Burna Boy appears to take smoking seriously, since each of his stays “should have reserved a smoking executive suite, two junior suites, one deluxe king room, and six double standard rooms with enormous mirrors,” in addition to a green room with a smoking chamber.
He enjoys African staples like “jollof rice, plantain, four types of fried fish, seabass, salmon, among others,” when it comes to cuisine. Salad, shellfish, fried yams, and chicken.
Additionally, according to the report, “his dressing room should always have 12 bottles of still and carbonated spring water, eight ginger ales, six sprites, six Pepsi sodas, fresh grapes, strawberries, pineapples, mangoes, and watermelons, three bottles of Veuve Clicquot Champagne, and one bottle each of Hennessy XO cognac, Jack Daniels whiskey, white wine, preferably a Chardonnay or Chablis, six black face towels.

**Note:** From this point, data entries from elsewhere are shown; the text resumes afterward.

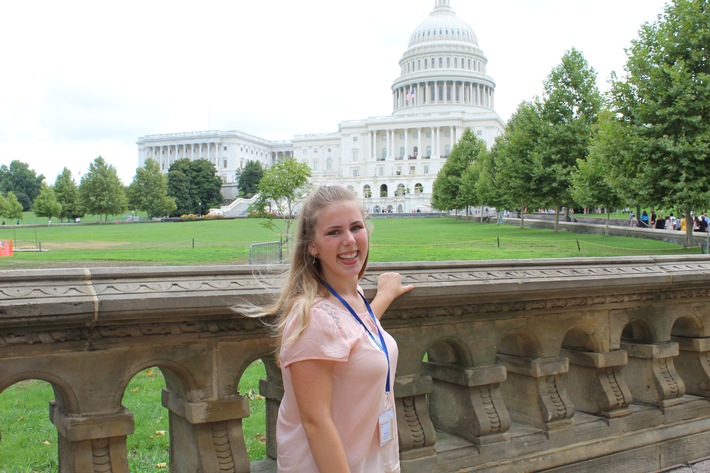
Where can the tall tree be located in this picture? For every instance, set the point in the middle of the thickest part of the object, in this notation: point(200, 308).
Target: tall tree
point(46, 203)
point(283, 186)
point(249, 179)
point(67, 193)
point(516, 152)
point(194, 185)
point(13, 207)
point(663, 102)
point(595, 183)
point(449, 193)
point(22, 181)
point(568, 108)
point(101, 191)
point(149, 191)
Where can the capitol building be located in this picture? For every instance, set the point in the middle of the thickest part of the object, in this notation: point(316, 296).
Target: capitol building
point(390, 162)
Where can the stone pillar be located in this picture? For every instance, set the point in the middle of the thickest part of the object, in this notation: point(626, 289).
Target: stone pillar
point(207, 436)
point(406, 143)
point(414, 427)
point(651, 373)
point(467, 402)
point(693, 364)
point(595, 382)
point(273, 392)
point(534, 393)
point(92, 443)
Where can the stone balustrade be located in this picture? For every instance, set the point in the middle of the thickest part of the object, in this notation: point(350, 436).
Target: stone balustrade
point(573, 365)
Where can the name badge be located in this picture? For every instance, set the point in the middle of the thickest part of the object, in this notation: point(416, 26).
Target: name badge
point(386, 421)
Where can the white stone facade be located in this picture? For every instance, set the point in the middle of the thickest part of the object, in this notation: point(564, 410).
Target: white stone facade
point(389, 162)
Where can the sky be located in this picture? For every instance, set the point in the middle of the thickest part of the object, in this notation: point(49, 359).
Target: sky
point(81, 79)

At his sold-out Madison Square Garden debut in April, Burna Boy, the grandson of Fela Kuti’s manager Benson Idonije, was in terrific form. At his “One Night In Space” event, which drew over 20,000 people to the New York City venue, he played his Afro-fusion songs for two nights straight. Additionally, the event was live broadcast on YouTube for millions of viewers.
Burna is the first solo African artist to sell out two gigs at Madison Square Garden. He continues the legacy of Afropop performer Miriam Makeba, who celebrated JFK’s birthday in 1967 by giving a performance at Madison Square Garden.